The complete last part of my /etc/slurm/slurm.conf (which is of course the same in the login and compute node):
# COMPUTE NODES GresTypes=gpu,shard NodeName=compute01 Gres=gpu:8,shard:32 CPUs=128 RealMemory=1031887 Sockets=2 CoresPerSocket=32 ThreadsPerCore=2 State=UNKNOWN PartitionName=partition Nodes=ALL Default=YES MaxTime=5-00:00:00 State=UP DefCpuPerGPU=16 DefMemPerGPU=128985
And in the compute node /etc/slurm/gres.conf is: Name=gpu File=/dev/nvidia[0-7] Name=shard Count=32
Thank you! -- Ricardo Cruz - https://rpmcruz.github.io
Brian Andrus via slurm-users slurm-users@lists.schedmd.com escreveu (quinta, 4/07/2024 à(s) 17:16):
To help dig into it, can you paste the full output of scontrol show node compute01 while the job is pending? Also 'sinfo' would be good.
It is basically telling you there aren't enough resources in the partition to run the job. Often this is because all the nodes are in use at that moment.
Brian Andrus On 7/4/2024 8:43 AM, Ricardo Cruz via slurm-users wrote:
Greetings,
There are not many questions regarding GPU sharding here, and I am unsure if I am using it correctly... I have configured it according to the instructions https://slurm.schedmd.com/gres.html, and it seems to be configured properly:
$ scontrol show node compute01 NodeName=compute01 Arch=x86_64 CoresPerSocket=32 CPUAlloc=48 CPUEfctv=128 CPUTot=128 CPULoad=10.95 AvailableFeatures=(null) ActiveFeatures=(null)
- Gres=gpu:8,shard:32 * [truncated]
When running with gres:gpu everything works perfectly:
$ /usr/bin/srun --gres=gpu:2 ls srun: job 192 queued and waiting for resources srun: job 192 has been allocated resources (...)

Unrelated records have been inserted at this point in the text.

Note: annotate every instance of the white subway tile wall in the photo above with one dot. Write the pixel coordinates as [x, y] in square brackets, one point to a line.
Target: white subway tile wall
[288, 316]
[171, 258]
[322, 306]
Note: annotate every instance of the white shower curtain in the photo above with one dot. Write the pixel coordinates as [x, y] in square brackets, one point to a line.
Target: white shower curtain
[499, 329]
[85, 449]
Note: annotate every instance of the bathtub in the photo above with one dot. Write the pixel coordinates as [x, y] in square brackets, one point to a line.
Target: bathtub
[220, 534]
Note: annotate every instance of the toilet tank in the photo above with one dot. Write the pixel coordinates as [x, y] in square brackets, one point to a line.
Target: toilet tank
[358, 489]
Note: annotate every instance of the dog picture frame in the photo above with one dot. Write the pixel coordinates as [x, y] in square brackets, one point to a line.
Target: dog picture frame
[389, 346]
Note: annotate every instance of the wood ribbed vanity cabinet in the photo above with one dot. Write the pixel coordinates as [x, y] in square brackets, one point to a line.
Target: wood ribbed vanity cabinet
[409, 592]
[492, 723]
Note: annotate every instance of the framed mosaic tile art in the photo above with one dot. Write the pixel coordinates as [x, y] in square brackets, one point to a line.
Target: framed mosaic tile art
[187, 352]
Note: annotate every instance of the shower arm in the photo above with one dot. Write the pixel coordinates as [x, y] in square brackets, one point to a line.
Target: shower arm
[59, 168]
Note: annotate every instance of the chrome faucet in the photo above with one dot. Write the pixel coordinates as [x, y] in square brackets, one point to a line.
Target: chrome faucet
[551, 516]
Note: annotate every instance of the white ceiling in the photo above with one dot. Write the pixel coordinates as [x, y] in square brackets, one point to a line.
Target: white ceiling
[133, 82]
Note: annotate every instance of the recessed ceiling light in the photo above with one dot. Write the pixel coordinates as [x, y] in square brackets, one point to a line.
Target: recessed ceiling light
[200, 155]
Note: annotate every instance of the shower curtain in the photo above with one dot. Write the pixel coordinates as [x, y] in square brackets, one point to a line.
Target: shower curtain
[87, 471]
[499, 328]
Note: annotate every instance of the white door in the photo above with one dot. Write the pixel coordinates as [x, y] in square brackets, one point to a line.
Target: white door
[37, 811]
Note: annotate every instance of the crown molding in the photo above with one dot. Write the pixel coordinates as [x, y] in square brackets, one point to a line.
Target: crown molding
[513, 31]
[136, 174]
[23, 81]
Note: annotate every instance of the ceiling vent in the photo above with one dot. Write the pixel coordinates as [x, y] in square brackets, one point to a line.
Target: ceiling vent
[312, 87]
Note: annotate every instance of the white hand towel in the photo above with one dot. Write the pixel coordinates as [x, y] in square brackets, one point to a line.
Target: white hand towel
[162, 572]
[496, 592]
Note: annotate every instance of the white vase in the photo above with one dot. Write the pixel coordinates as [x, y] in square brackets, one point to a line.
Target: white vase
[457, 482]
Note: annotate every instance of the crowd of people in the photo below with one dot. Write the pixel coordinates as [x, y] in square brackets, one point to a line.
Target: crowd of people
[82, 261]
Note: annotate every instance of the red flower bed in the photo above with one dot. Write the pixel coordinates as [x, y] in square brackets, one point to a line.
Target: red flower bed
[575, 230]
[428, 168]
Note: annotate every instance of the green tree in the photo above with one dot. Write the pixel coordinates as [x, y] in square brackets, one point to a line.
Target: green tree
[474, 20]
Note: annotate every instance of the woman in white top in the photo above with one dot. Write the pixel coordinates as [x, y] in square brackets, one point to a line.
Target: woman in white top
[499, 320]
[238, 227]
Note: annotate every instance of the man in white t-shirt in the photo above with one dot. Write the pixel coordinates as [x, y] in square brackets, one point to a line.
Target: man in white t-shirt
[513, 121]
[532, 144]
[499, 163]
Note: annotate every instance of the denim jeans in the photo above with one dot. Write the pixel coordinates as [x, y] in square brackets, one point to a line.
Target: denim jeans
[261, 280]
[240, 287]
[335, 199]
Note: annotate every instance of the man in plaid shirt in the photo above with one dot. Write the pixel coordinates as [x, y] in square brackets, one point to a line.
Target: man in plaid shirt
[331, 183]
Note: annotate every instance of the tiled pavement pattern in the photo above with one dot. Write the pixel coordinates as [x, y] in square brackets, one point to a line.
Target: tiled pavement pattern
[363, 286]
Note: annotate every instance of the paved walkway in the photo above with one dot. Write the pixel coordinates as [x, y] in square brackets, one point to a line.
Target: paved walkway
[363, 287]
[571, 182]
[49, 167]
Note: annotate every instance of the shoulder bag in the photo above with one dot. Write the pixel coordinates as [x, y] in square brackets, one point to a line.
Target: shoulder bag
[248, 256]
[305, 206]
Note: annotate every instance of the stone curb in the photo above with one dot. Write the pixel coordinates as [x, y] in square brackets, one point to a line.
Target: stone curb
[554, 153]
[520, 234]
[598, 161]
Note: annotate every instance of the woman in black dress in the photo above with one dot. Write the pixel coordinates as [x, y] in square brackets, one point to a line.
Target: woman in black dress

However, when using sharding, it just stays waiting indefinitely:
$ /usr/bin/srun --gres=shard:2 ls srun: job 193 queued and waiting for resources
The reason it gives for pending is just "Resources":
$ scontrol show job 193 JobId=193 JobName=ls UserId=rpcruz(1000) GroupId=rpcruz(1000) MCS_label=N/A Priority=1 Nice=0 Account=account QOS=normal
- JobState=PENDING Reason=Resources Dependency=(null) * Requeue=1
Restarts=0 BatchFlag=0 Reboot=0 ExitCode=0:0 RunTime=00:00:00 TimeLimit=2-00:00:00 TimeMin=N/A SubmitTime=2024-06-28T05:36:51 EligibleTime=2024-06-28T05:36:51 AccrueTime=2024-06-28T05:36:51 StartTime=2024-06-29T18:13:22 EndTime=2024-07-01T18:13:22 Deadline=N/A SuspendTime=None SecsPreSuspend=0 LastSchedEval=2024-06-28T05:37:20 Scheduler=Backfill:* Partition=partition AllocNode:Sid=localhost:47757 ReqNodeList=(null) ExcNodeList=(null) NodeList= NumNodes=1 NumCPUs=1 NumTasks=1 CPUs/Task=1 ReqB:S:C:T=0:0:*:* ReqTRES=cpu=1,mem=1031887M,node=1,billing=1 AllocTRES=(null) Socks/Node=* NtasksPerN:B:S:C=0:0:*:* CoreSpec=* MinCPUsNode=1 MinMemoryNode=0 MinTmpDiskNode=0 Features=(null) DelayBoot=00:00:00 OverSubscribe=OK Contiguous=0 Licenses=(null) Network=(null) Command=ls WorkDir=/home/rpcruz Power=
- TresPerNode=gres/shard:2*
Again, I think I have configured it properly - it shows up correctly in scontrol (as shown above). Our setup is pretty simple - I just added shard to /etc/slurm/slurm.conf: GresTypes=gpu,shard NodeName=compute01 Gres=gpu:8,shard:32 [truncated] Our /etc/slurm/gres.conf is also straight-forward: (it works fine for --gres=gpu:1) Name=gpu File=/dev/nvidia[0-7] Name=shard Count=32
Maybe I am just running srun improperly? Shouldn't it just be srun --gres= shard:2 to allocate half of a GPU? (since I am using 32 shards for the 8 gpus, so it's 4 shards per gpu)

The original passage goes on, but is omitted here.